Willis's Conclusions

The ethnographic study has depicted elements of concrete subjectivity, active moments in youths' own forms of production, a demonstration of lived - through contradictions. These cultural forms are concrete and context bound, detailed, and able to saturate the whole life of the participants. They do have political significance, in that they take an anti-commodity form, offer some control over cultural production, and display a general praxis, an 'art in life'. There are implicit criticisms of society, although more detailed source [theoretical? ] interrogation is needed to see which questions are really important.

For example, hippies accept a form of social determinism, but  'heroically' try to live their life as an experience, valuing love over technology, developing a tolerance and acceptance of conventional  'failures'. They are critical of the cultural bankruptcy of the Left, and of the Protestant Ethic. Their relativist and subjective notion of time offered a particular challenge to conventional society.

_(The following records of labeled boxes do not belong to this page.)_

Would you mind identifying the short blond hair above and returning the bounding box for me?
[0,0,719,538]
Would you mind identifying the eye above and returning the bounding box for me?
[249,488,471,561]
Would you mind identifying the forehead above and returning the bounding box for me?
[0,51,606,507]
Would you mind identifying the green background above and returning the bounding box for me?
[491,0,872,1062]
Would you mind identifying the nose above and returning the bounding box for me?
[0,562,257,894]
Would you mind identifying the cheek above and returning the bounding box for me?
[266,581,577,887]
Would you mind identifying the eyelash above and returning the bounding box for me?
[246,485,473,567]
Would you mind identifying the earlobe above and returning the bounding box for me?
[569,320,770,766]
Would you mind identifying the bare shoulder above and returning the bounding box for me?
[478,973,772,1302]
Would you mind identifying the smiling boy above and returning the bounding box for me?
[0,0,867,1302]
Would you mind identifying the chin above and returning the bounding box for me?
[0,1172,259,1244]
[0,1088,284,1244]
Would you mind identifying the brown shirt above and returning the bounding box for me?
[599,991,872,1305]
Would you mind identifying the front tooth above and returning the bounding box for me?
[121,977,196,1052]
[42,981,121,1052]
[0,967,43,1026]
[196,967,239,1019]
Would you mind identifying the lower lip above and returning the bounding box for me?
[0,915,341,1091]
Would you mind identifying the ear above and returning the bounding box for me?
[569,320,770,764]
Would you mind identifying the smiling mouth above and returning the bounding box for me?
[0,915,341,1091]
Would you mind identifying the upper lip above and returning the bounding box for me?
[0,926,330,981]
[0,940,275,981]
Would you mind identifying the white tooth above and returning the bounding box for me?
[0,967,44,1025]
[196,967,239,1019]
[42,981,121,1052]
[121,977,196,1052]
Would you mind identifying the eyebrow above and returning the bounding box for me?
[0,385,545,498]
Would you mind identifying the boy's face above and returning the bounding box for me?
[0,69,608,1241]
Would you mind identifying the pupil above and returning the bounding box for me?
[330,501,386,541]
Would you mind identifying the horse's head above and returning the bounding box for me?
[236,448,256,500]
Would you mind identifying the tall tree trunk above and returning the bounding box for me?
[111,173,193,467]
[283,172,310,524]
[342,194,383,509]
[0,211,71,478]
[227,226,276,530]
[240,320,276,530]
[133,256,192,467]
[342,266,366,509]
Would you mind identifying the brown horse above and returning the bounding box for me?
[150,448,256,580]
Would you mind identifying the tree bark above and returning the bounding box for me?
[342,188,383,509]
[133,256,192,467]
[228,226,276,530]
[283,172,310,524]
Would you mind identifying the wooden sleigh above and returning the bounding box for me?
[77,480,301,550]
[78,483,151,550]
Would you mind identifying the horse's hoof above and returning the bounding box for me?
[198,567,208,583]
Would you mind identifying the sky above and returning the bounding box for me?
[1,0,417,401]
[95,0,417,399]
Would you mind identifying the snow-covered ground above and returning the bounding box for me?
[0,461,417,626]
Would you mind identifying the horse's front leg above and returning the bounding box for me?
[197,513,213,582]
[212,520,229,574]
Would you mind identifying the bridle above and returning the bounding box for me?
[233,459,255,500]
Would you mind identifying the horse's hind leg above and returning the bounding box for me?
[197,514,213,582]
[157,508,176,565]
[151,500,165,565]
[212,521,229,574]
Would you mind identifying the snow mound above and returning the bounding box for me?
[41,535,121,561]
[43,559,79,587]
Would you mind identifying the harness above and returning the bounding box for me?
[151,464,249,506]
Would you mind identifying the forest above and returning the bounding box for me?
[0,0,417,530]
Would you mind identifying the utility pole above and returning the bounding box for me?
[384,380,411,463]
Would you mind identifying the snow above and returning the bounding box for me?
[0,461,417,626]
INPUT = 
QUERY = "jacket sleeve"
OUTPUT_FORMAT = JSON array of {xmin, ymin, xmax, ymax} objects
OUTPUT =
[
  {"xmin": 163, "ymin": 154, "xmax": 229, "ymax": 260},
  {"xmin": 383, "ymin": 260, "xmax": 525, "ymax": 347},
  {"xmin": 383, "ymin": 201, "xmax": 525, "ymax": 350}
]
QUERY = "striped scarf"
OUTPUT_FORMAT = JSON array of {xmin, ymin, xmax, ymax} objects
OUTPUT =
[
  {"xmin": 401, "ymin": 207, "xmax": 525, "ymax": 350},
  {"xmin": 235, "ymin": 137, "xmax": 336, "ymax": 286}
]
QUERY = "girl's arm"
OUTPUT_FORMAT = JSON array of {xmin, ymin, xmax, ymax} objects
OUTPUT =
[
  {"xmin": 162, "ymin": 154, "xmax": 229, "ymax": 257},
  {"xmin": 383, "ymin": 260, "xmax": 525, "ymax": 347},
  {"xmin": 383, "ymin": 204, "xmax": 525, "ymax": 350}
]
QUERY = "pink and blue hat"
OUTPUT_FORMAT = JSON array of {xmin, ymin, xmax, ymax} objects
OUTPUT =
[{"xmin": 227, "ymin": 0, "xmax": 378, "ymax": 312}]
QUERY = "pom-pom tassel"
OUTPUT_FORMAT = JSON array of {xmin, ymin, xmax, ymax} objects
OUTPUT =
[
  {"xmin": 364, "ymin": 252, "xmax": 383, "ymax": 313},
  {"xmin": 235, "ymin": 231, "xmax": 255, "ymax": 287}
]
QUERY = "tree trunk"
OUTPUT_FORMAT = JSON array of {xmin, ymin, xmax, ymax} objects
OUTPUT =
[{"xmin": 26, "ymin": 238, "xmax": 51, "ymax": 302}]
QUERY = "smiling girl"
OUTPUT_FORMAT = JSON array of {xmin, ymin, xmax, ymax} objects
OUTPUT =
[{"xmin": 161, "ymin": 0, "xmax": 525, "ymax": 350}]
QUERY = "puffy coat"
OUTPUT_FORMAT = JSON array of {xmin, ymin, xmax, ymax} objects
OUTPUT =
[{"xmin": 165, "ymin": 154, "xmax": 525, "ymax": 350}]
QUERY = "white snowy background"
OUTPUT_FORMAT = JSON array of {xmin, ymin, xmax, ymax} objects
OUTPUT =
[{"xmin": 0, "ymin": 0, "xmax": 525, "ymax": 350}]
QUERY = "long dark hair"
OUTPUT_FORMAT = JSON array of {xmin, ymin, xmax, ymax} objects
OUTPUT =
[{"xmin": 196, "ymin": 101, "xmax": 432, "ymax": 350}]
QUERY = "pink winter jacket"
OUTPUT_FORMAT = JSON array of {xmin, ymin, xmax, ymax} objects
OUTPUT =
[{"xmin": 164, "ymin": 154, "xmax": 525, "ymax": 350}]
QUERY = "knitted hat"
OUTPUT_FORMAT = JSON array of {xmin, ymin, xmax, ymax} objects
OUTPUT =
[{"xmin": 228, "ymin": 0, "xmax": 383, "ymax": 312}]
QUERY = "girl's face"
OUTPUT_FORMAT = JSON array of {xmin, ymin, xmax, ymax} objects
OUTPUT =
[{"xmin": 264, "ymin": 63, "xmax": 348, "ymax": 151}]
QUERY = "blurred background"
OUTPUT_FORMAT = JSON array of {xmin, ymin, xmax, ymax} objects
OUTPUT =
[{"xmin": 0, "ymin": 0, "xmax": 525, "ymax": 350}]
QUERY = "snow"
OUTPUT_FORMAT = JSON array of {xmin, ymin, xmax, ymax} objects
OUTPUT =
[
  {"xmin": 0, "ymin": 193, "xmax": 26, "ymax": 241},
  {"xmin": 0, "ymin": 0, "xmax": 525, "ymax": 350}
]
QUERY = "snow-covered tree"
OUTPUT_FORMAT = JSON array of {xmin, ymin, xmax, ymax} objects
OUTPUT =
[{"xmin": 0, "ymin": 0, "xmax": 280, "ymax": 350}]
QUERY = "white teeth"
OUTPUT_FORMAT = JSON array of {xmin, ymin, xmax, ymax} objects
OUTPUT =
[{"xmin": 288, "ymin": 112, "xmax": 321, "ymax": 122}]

Biker culture was also critical. It was about taming a fierce technology, mastering the alienation of the machine. It was about mocking conformity and social order  [and Willis offers us lots more lyrical prose about the bikers' 'piratical and outrageous air'  and 'clumsy grace'].

Both styles have limits as real politics, since they offer 'density' rather than analysis, and fail to see the importance of social class. Their solutions operate in imagination only, rather than in the real-world, and they see no dialectic between real politics and material structures. Their values are really post-revolutionary: until a revolutionary overthrow of capitalism occurs, they can only offer sublimations of fundamental contradictions. Thus bikers can master the technology of the bike, but not that of work, and the subculture reproduces some of the nasty bits of the parental culture too, such as its racism. Hippies seem more fundamentally critical, the basis of a curious prediction by Willis that their sub culture will be more long-lasting. Withdrawal from society is their solution, combined with a spiritual critique of materialism rather than a political analysis of capitalism. So both forms display the connection between the weaknesses and strengths of operating at a cultural level.

Willis' Theoretical Appendix

The object is to study the relations between individuals and objects, institutions, and social structures. These relations need not always be symmetrical, and, indeed, are often hierarchical -- but they are still reciprocal. We can study these relations at three levels:

  1. Indexical. Outside items become  'indexed' to a social group, as with distinctive patterns of music or clothes. This process can impose  'the tyranny of the commodity form' and, by the  'slow drip of daily habit' it can wear down subjectivity. This is the classic realm of ideology, therefore -- yet even indexical fields can contain subjective elements.
  2. Homological. This refers to how particular items reflect [social] structures, [group]concerns, and typical [individual] attitudes and feelings. Homologies, therefore join up the different levels. They synchronise, through  'images': thus the importance to bikers of the British motorbike, for example, as a way of synchronising, or focusing concerns and so on and projecting them, as it were, on a particular object. [Willis explains that the valorisation of British motorbike comes to symbolise a struggle against alien, Japanese, technology, and as a way of linking to parental tradition, skills and values, although bikers promptly customise the standard models] A British motorbike, of course is also a commodity, and thus participates in the economic circuits of the realisation of value and all that that implies for marxists. These symbolic connections and political connections are often unrealised by the actors, but they can be studied by researchers:
      Participant-observation can demonstrate the shared meanings and relations, the symbolic structure along which subjectivities lie [that is, presumably, uncover the particular meanings of particular objects for particular groups]. However, Willis sees participant-observation in the classics CCCS manner -- too naturalistic and self-referential, not proper science.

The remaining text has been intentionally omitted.